Now that I exist in my Christ centered world, most everything makes sense, but does the world see what I claim that I posses? In other words, and I acting in ways that show who I think I am now, after? I hope and pray so. In the Bible when Jesus speaks on Hope, in those times, Hope was literally translated as an assured thing. So when Jesus claims His hope was in the Lord? He was absolutely assured with out a doubt that Lord would come through for Him. And that hope caused those around Him to stop and stare. Never had such hope been seen or heard of in such a way. Before Jesus's take on hope people mainly walked around, making good things happen for themselves, trusting in themselves. The proof of hope in a persons life is their ability to be obedient. Their desire to be obedient proclaims to the world a couple of things, one being that they trust God and another being that because they love the Lord they follow His lead and in return receive peace and joy that exudes from them.

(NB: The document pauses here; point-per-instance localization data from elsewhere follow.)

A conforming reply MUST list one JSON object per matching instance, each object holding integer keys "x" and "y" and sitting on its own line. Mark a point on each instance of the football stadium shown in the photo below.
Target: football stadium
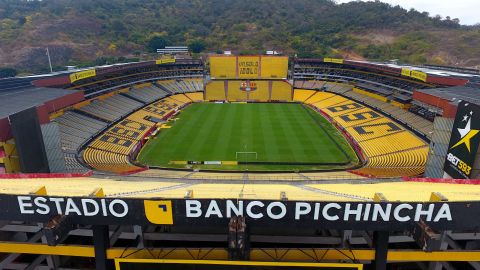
{"x": 241, "y": 162}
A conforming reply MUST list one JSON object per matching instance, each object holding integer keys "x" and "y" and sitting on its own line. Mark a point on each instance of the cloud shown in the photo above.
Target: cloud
{"x": 465, "y": 10}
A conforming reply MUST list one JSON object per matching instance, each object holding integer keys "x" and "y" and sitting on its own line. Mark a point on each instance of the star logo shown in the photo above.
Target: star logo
{"x": 467, "y": 133}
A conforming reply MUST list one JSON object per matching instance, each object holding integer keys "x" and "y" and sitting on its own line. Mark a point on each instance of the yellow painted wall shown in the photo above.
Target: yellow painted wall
{"x": 281, "y": 91}
{"x": 223, "y": 67}
{"x": 274, "y": 67}
{"x": 248, "y": 67}
{"x": 215, "y": 91}
{"x": 262, "y": 93}
{"x": 234, "y": 92}
{"x": 366, "y": 93}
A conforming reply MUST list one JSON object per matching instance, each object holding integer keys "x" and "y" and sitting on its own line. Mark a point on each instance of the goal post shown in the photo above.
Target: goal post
{"x": 246, "y": 155}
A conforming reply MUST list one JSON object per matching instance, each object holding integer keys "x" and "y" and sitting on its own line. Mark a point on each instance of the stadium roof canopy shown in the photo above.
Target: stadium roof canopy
{"x": 455, "y": 94}
{"x": 21, "y": 99}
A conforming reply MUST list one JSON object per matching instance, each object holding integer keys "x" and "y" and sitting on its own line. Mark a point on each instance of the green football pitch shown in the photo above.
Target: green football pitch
{"x": 260, "y": 136}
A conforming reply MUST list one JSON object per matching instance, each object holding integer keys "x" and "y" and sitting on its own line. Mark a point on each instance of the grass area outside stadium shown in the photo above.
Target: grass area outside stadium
{"x": 259, "y": 136}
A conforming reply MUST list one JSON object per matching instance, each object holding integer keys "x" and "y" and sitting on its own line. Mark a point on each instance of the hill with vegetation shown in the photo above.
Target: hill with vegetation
{"x": 91, "y": 32}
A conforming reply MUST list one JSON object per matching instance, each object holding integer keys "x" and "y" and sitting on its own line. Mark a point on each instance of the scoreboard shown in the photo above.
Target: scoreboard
{"x": 248, "y": 67}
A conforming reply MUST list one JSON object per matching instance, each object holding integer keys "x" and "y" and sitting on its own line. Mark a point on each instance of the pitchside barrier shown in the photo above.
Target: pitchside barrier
{"x": 262, "y": 216}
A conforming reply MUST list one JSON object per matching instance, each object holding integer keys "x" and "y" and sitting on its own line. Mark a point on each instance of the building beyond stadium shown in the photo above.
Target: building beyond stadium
{"x": 75, "y": 196}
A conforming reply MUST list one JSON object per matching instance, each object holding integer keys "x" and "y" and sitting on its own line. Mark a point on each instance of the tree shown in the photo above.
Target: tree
{"x": 7, "y": 72}
{"x": 157, "y": 42}
{"x": 197, "y": 46}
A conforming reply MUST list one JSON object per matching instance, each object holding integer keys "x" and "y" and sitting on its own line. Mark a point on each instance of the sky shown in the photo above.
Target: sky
{"x": 466, "y": 10}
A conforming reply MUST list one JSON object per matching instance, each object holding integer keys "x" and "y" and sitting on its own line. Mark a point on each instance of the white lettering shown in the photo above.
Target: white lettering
{"x": 385, "y": 214}
{"x": 231, "y": 207}
{"x": 104, "y": 207}
{"x": 23, "y": 204}
{"x": 124, "y": 205}
{"x": 251, "y": 205}
{"x": 213, "y": 209}
{"x": 419, "y": 212}
{"x": 327, "y": 207}
{"x": 193, "y": 208}
{"x": 283, "y": 210}
{"x": 71, "y": 207}
{"x": 444, "y": 212}
{"x": 400, "y": 207}
{"x": 57, "y": 202}
{"x": 302, "y": 208}
{"x": 43, "y": 208}
{"x": 317, "y": 211}
{"x": 88, "y": 213}
{"x": 357, "y": 212}
{"x": 366, "y": 213}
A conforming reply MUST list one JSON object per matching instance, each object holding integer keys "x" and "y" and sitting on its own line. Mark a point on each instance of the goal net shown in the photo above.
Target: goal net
{"x": 245, "y": 156}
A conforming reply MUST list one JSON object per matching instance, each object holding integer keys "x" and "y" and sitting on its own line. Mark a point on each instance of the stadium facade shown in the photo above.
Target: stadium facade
{"x": 74, "y": 194}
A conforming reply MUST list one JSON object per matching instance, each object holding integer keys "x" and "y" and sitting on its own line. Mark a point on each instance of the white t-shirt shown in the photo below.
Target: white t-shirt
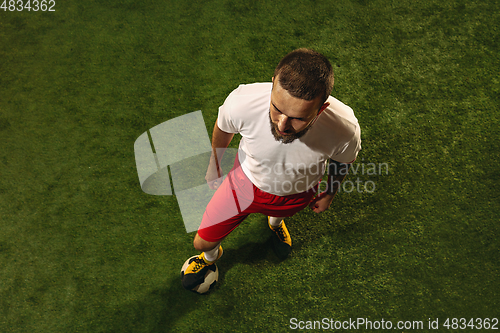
{"x": 284, "y": 169}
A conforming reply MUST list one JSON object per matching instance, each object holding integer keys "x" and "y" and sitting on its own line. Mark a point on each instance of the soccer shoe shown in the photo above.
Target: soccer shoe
{"x": 195, "y": 272}
{"x": 282, "y": 241}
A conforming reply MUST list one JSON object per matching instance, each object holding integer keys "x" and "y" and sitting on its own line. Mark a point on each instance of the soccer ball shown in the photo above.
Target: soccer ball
{"x": 209, "y": 280}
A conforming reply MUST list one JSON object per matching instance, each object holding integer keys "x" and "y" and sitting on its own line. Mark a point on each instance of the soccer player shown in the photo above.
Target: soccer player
{"x": 291, "y": 130}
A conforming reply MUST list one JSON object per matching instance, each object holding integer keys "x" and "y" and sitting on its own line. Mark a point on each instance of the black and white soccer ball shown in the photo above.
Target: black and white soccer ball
{"x": 209, "y": 280}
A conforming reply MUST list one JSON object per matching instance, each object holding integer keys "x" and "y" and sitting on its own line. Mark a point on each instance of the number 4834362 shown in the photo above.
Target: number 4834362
{"x": 30, "y": 5}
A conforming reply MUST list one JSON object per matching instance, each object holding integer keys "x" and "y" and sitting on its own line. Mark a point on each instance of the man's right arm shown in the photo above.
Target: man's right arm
{"x": 220, "y": 141}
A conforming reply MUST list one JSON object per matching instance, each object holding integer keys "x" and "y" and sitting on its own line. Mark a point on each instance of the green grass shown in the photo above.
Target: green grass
{"x": 83, "y": 249}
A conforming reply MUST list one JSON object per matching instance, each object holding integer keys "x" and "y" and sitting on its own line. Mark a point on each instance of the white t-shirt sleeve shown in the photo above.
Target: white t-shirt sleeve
{"x": 350, "y": 150}
{"x": 226, "y": 120}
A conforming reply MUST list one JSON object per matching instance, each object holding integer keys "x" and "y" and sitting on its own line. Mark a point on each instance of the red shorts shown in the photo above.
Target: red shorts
{"x": 237, "y": 197}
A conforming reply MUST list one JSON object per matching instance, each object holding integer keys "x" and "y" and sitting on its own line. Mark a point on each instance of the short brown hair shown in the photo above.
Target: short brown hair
{"x": 305, "y": 74}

Obedience is seen in the way they live their lives for Christ, walking in faith towards whatever seemingly impossible obstacle, and asking that mountain to move if Jesus indeed asks them to do so. Do you have some mountains you'd like moved as well?
The gift that the Lord offers us, the reward for our obedience is peace. Taking this to heart I will tell you, this very thing happened to me when I surrendered my plan. I had an idea in my head on how things of my life were to take place. And I tried to manipulate a lot of circumstances to help this plan of mine come into fruition. It did not. My plan failed. Miserably. I was broken. I asked the Lord for help!!! And was if I heard Him say, " You need to be willing to play by my game-plan if you want my help daughter..." oh, rules, how I dislike rules.
But these are not rules that a oppressive ruler has given just because He likes being in charge. Far from it. He is a loving king, a faithful guide and He gave me His Holy Spirit as a gift to council me, guide me and direct me in the course of life so that when I face situation just like the one I was in, I had help.
More than the help, I needed rest and peace. I told the Lord I was literally freaking out and I need Him to take over. He did. I told I would listen. I told Him I was done with "my way". I told Him that I tried to move the mountain on my own and He said, "OK. rely on my strength. Be obedient." And you know what? Peace. Peace flooded in and calmed me.
Now, I don't really know when God's timing for these mountains to move will be, but I'm not really all that concerned with it anymore because I know God's got this one in the bag and I'm peaceful with that. This never was my battle, but I did make it mine, and I lost. Fear overwhelmed me, and when I saw my great enemy, I fell to the ground shaking in fear. As the enemy stood over me, making me sick by his presence and fatigued from the striving to win on my own, I found myself collapsing in fear and anguish daily. Just making it to bedtime was a nightmare, and even when I finally rested my head on my pillow, there was no peace there either, now i was alone, in a dark room with the fears again. Sleep was almost impossible.
I paint this darkened picture for you so that you may see what it's like when one tries to run ones life on their own. Calling our own shots may feel empowering at first, but in the end, it leave us alone, dark and cold.
But of course, there is always a before and an after, and friends, this after that I'm experiencing right now is so full of peace! God is directing this ship now. Now more dragging my feet, no ifs no ands or buts about it. This girl, is God's. This way, is the Lords, this council I seek, is the Holy Spirit's. And There is no fear or condemnation here. I feel light in my step and joy in my heart and peace when I close my eyes at night. I know we all desire that. And we all can have that.
Be encouraged dear friends, this life was not meant for us to run. It was mean for us to live in the center of His will. His plans are best because He created us for the plan. His plans. Not ours. His peace, not our ability to make life perfect so we feel a cheap temporary imitation of peace.
No imitation will compare. The real deal blows it out the of the park.
SO really, take that step. Trust Him with that "thing" whatever is is, and recognize with obedience we receive the gift of peace. Don't you want to experience your after? Now is your chance, to God be the glory.